Rather than read all about if from me you need to go to You Tube and there are 4 excellent tutorials that explain it all.
What is not explained in the tutorials is how to process the images. With the Canon G9 I’m shooting RAW. The GP stitcher will not process RAW so I convert them. I put them all into one folder. Then I open them all in the Adobe RAW converter. I select one with a lot of detail and foreground (not a sky area) and adjust the exposure for maximum detail in shadow and highlights, just like for a regular photo. I then adjust saturation and what ever else I want. With that single image adjusted I then sync those settings with all the other images in the pano folder. Then I save them as a tiff and move on to stitching.
The Gigapan program that comes with the robot does the stitching. Just tell it how many rows of images and they all line up in a mosaic grid. I need to remember to write that down in the field and take better notes. It sometimes takes hours for all the stitching to get done. I notice that many people on the Gigapan web site just upload what comes out of the GP stitcher. That is lazy in my opinion. There are usually very ragged edges. What’s up with that?
Coming out of the stitcher I save the single image made up of all the individual shots taken by the robot. I save it as a tiff. I name it with the date and place. Pretty soon I have a folder with all the RAW images out of the camera, all the tiff conversions and the output from the GP stitcher. In the case of the pano I did of the Ventura Westisde the file size was about 2.6 Gigabytes. The minimum file size that can be uploaded to the GP site is 50 megabytes. The maximum file size that I can get Photoshop to save in tiff format is 2 GB. I had to downsize the pano to under 2 GB before Photoshop would save it.
I then treated it like a regular photo I would want to print. On the screen the pano was filling up my screen at only 2% of actual size. To sharpen it i zoomed and zoomed up to 100%. I found that it needed a little more than usual sharpening at that size. I could also crop it. Cropping was done back down at a small size. Adjust curves and Levels and anything else you want at this time. The file is ready to upload.
The upload for my 2MB file to the GP site took all day. By that I mean about 6 hours. The stitching took at least a couple of hours. This is the part where I need to get more experience. What am I going to do when I take a pano with more than the 144 that made up the Ventura Westside pano?
Once uploaded with keywords and title I could hook it up to Google Earth. That’s fun. Now I have two panos that Earth users can discover and look at.

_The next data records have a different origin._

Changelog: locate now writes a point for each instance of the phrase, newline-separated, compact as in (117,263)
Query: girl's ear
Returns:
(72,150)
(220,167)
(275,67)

I have converted one old camera bag for my system. It holds the Robot, the camera, batteries, charger, instruction manuals, flash cards and a Wolverine storage drive. The Canon G9 will take 4GB flash cards. It takes about one of those to hold one pano. If I had more time I would be out there filling up all the flash cards I have. My plan is to download them to the Wolverine after each pano is taken. All these images are going to fill up my hard drive too. My plan is to dedicate one DVD for each pano and burn all the raw, tiff, final upload and notes and data to individual DVDs.
The part I like about this process is that I can make huge prints. With a 2GB file I was able to easily print something 13 inches by 5 feet on canvas and pop it in a frame. Everybody loves it. My 24 inch printer was not working at the time but my next print will be something 24 inches wide by about 8 feet long. Printing on canvas and using stretcher bars means no glass or Plexi to deal with. I’ll blog on this part of the experience later.